SEPERTI halnya tentang telur dan ayam, hubungan antara kejahatan
dan pengangguran juga cukup menarik untuk dipertanyakan. Pertanyaan
tentu saja ialah apakah pengangguran penyebab terjadinya kejahatan
atau sebaliknya?
Total pengangguran di Indonesia sesuai data 1995 sekitar 7,01
persen dari seluruh angkatan kerja yang berjumlah 90 juta orang dan
naik dari 3,3 persen pada 1990. Dari jumlah tersebut bagian
terbesar terdapat di wilayah perkotaan.
Selama ini umum berpendapat kejahatan merupakan akibat dari
pengangguran. Analisa kriminologi, terutama kriminologi sosial
umumnya mengklaim pengangguran merupakan penyebab terjadinya
kejahatan. Angka kriminalitas yang tinggi di wilayah perkotaan
akhir-akhir ini banyak diklaim sebagai akibat dari besarnya jumlah
pengangguran di perkotaan.
Akhir-akhir ini kita melihat banyak terjadi kasus-kasus
kriminalitas, seperti perampokan, penjambretan, pemerkosaan,
pembunuhan dan sebagainya. Pada umumnya analisa kriminologi selalu
melihat tindak kejahatan semacam itu, selain faktor-faktor
sosial-ekonomi lainnya, pengangguran merupakan faktor penyebabnya.
Karena itu probalitas kejahatan semacam itu umumnya lebih banyak
terdapat pada mereka yang tidak mempunyai pekerjaan.

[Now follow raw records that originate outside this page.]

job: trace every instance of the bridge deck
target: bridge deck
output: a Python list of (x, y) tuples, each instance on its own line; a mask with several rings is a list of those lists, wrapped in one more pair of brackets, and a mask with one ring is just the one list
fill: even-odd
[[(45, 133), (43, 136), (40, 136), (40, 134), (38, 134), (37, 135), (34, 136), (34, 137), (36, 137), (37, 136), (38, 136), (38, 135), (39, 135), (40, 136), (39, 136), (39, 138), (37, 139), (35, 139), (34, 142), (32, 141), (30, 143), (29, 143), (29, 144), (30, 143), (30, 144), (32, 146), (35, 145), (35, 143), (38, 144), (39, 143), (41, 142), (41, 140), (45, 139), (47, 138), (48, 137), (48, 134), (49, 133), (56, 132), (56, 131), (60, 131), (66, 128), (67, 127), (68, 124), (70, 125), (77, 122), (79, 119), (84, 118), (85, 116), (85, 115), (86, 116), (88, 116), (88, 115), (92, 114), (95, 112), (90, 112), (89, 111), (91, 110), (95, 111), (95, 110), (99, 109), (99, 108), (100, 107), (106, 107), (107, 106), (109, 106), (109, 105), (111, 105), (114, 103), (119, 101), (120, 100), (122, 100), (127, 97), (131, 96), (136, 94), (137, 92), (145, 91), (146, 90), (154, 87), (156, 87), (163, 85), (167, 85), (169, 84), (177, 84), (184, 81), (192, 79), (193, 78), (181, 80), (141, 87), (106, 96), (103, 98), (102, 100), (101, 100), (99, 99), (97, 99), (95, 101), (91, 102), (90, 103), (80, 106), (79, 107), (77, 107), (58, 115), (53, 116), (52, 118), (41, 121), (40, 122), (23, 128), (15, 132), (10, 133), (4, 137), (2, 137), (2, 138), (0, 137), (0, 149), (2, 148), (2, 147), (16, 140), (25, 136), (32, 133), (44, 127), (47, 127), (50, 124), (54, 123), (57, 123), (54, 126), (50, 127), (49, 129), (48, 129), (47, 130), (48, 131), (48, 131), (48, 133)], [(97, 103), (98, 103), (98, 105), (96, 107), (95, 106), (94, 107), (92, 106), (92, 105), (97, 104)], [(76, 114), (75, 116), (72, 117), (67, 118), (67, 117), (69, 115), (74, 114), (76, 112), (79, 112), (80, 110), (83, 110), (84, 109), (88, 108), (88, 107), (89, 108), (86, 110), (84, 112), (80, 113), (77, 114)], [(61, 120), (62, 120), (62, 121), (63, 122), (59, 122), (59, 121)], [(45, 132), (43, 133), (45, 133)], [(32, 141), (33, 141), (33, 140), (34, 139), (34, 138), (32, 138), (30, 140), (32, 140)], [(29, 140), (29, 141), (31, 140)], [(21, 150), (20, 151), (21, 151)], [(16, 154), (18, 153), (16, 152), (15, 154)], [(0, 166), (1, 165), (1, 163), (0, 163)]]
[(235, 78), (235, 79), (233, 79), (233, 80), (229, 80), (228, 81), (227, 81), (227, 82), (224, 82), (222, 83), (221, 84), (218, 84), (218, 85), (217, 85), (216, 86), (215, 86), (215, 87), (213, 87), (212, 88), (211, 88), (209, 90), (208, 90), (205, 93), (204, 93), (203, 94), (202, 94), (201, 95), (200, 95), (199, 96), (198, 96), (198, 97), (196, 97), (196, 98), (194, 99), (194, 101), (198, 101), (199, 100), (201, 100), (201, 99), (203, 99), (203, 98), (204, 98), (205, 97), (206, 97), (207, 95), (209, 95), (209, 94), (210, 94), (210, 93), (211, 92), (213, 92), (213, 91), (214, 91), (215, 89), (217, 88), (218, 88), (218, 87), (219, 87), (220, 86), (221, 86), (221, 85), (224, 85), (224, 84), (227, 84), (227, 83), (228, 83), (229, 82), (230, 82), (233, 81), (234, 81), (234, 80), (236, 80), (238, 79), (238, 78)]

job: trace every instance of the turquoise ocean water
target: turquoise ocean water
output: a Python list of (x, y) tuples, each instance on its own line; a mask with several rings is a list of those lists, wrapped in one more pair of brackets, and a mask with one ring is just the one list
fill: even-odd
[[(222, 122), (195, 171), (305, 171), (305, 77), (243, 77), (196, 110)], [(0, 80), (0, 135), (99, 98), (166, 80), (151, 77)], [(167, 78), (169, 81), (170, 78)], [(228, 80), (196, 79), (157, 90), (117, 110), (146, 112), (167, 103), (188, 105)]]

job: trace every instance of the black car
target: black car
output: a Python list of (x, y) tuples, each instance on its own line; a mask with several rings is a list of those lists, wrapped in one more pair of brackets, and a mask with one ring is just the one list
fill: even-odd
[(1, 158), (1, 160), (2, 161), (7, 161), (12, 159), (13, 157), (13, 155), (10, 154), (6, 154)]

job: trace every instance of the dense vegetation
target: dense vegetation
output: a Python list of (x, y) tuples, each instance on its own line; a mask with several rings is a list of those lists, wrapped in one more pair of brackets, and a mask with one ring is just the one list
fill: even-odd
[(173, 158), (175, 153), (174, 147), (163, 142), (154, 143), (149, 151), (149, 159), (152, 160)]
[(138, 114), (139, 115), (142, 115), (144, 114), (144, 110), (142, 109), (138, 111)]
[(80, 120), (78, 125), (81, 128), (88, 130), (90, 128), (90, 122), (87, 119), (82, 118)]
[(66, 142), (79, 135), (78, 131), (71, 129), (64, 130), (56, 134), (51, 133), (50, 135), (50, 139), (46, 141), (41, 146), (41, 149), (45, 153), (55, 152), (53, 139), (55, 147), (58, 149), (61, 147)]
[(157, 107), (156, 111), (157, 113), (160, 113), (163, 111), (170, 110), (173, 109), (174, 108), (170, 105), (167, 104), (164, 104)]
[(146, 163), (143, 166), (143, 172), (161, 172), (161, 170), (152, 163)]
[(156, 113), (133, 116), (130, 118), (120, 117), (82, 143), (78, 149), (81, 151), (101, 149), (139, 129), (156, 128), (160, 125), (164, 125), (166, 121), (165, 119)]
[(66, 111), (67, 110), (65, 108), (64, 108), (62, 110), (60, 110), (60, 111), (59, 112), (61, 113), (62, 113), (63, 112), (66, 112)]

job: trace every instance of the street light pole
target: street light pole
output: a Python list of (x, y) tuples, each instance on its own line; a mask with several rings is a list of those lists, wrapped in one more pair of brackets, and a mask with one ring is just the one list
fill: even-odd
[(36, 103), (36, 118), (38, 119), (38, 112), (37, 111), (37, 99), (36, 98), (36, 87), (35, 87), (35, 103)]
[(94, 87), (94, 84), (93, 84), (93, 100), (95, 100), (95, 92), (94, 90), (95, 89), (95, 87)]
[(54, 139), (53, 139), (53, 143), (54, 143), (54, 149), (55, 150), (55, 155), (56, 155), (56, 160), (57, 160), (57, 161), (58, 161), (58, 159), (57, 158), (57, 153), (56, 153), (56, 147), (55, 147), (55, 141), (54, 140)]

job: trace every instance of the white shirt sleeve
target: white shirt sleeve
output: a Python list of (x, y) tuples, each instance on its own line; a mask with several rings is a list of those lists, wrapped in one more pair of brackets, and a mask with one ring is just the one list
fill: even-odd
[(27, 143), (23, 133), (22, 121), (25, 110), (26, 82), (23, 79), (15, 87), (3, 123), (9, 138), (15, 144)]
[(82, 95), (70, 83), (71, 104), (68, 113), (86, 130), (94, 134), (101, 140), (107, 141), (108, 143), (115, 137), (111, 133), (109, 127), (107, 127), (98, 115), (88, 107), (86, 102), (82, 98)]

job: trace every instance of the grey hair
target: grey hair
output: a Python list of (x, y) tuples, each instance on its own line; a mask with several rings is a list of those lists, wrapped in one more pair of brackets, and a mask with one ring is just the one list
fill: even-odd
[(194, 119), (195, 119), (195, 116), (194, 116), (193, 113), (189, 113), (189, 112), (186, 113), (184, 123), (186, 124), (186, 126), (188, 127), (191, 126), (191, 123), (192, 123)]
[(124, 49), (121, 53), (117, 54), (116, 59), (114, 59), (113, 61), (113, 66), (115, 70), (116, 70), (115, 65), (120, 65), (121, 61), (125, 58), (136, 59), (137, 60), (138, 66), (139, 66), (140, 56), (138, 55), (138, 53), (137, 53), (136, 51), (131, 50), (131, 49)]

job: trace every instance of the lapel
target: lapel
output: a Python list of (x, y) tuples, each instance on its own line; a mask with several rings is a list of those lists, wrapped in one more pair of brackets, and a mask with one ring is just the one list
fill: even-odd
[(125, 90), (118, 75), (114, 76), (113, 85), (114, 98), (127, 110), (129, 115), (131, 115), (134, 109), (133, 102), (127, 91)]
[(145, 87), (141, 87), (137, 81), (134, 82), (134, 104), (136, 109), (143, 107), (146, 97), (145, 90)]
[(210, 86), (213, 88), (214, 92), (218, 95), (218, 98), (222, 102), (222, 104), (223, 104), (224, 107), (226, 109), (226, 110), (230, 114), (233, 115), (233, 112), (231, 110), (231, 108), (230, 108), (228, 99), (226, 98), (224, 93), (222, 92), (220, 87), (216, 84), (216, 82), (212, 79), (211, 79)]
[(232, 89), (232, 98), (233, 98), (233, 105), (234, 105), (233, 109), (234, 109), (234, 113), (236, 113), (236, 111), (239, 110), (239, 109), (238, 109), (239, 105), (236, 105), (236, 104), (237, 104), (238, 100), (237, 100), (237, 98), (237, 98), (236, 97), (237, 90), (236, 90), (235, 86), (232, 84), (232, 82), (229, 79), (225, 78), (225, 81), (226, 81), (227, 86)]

Yang kurang dipahami dalam kriminologi sosial adalah hubungan
antara kejahatan orang tua dengan timbulnya perilaku-perilaku
sosial tertentu pada diri anak dan keturunannya. Suatu analisa
berdasarkan stratifikasi sosial mencoba membangun korelasi antara
karakteristik status orang tua dengan pendidikan seorang anak di
masa kecil dan kemungkinan mendapatkan pekerjaan di saat dewasa.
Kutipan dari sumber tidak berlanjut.